Here’s another one for the boss man himself, Mauz from Kicker / Dystopia. He got this amp years ago and it was his go to for a long time. The Kustom 150 was sold as combo amp, but this one had been freed from its moorings and placed into what amounted to a cardboard box. Mauz had a new box built for it by our shop neighbor Chris. It looked nice now, but little did Mauz realize, this amp COULD KILL HIM.
This oldie-but-a-goodie was wired with a two-prong plug, as was the standard for all electronics before people stopped being idiots. That’s fine for a toaster. But when you have a guitar in your hands, you become part of the circuit. Without a connection to to actual earth, a.k.a. common ground, any AC electricity accidentally loosed onto the amp’s chassis will only find you.
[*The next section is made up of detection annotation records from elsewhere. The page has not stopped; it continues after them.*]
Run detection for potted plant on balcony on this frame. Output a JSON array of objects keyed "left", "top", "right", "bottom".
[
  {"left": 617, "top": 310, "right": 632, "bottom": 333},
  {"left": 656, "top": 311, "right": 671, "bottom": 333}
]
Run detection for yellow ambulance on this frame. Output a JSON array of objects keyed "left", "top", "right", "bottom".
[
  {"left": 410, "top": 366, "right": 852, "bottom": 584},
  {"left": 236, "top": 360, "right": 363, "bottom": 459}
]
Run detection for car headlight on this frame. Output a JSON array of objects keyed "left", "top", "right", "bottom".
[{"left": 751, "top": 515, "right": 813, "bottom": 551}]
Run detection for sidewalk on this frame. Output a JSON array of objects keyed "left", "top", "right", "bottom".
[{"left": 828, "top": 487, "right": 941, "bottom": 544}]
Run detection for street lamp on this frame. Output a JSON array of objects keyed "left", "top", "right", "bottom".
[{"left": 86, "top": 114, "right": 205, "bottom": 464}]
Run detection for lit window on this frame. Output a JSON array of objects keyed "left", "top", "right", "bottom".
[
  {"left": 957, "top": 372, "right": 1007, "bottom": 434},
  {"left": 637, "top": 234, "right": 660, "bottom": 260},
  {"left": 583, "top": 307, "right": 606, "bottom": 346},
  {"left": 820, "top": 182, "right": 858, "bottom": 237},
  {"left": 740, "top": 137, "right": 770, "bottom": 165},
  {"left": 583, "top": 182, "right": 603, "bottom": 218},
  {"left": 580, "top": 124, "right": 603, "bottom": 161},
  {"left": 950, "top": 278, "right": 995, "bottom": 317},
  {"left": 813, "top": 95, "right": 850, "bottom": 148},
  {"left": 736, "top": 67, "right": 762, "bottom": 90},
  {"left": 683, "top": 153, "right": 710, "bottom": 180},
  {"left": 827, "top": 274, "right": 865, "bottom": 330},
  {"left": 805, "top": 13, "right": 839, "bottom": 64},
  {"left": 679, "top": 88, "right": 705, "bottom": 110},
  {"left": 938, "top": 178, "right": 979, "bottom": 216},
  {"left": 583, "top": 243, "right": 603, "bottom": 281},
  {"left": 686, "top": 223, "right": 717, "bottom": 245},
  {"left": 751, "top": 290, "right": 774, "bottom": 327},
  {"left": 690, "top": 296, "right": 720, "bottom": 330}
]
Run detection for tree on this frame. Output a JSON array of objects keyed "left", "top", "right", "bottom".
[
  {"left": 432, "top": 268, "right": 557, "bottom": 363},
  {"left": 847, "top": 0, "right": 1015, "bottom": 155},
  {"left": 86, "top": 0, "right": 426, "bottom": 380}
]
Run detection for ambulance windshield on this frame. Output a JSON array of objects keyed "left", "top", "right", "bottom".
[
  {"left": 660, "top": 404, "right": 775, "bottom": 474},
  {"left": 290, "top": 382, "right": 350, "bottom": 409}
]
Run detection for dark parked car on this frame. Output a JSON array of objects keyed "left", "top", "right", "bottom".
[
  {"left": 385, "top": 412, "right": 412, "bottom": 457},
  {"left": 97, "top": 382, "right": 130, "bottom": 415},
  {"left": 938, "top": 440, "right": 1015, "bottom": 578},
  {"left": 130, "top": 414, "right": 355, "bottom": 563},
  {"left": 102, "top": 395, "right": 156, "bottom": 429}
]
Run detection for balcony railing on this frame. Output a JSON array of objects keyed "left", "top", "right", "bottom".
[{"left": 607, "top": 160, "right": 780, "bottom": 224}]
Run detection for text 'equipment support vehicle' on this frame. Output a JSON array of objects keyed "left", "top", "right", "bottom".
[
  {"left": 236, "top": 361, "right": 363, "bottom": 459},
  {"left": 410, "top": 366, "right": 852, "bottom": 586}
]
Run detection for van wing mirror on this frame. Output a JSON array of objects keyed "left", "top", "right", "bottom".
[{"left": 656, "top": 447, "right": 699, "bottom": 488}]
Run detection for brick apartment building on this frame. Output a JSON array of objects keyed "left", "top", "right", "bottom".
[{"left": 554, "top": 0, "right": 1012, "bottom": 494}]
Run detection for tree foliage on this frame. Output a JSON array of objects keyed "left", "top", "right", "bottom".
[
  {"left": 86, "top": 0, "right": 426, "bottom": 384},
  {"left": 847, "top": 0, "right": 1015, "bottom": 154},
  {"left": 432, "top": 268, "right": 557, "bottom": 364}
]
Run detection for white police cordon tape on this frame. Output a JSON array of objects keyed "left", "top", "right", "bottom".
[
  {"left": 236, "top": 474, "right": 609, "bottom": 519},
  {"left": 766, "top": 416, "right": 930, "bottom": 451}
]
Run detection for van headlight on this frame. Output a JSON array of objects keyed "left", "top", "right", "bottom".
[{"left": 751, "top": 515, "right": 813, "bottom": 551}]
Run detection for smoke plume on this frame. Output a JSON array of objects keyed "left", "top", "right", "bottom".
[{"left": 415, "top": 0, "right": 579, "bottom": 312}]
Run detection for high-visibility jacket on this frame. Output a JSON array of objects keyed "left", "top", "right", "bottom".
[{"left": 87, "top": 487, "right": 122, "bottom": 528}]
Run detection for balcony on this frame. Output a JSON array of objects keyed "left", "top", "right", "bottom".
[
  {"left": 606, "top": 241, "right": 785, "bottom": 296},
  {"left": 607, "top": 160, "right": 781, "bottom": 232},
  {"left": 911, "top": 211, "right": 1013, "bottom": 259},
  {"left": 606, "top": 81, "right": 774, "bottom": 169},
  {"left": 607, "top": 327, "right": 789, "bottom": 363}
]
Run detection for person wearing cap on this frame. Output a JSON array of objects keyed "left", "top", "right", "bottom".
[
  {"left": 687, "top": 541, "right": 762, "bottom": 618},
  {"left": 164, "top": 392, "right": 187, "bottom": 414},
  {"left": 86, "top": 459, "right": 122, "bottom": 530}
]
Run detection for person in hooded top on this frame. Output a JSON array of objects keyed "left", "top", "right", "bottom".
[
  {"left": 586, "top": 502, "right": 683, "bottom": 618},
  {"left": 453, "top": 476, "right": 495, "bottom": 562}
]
Zap.
It was time to update the safety of this amp so I would still have a boss who is alive. The problem with the original set up is the way two-prong AC connects to the floating ground (the chassis) of an amp. A capacitor, fittingly referred to as a “death cap,” connects either of the two AC leads to the chassis. This is used to filter out high frequency noise in the line. When this cap fails, as will happen inevitably with age, it will send 110V through the chassis, to the ground of the instrument, into the guitar strings, and maybe into your heart. It’s not looking for love, it’s looking to kill you.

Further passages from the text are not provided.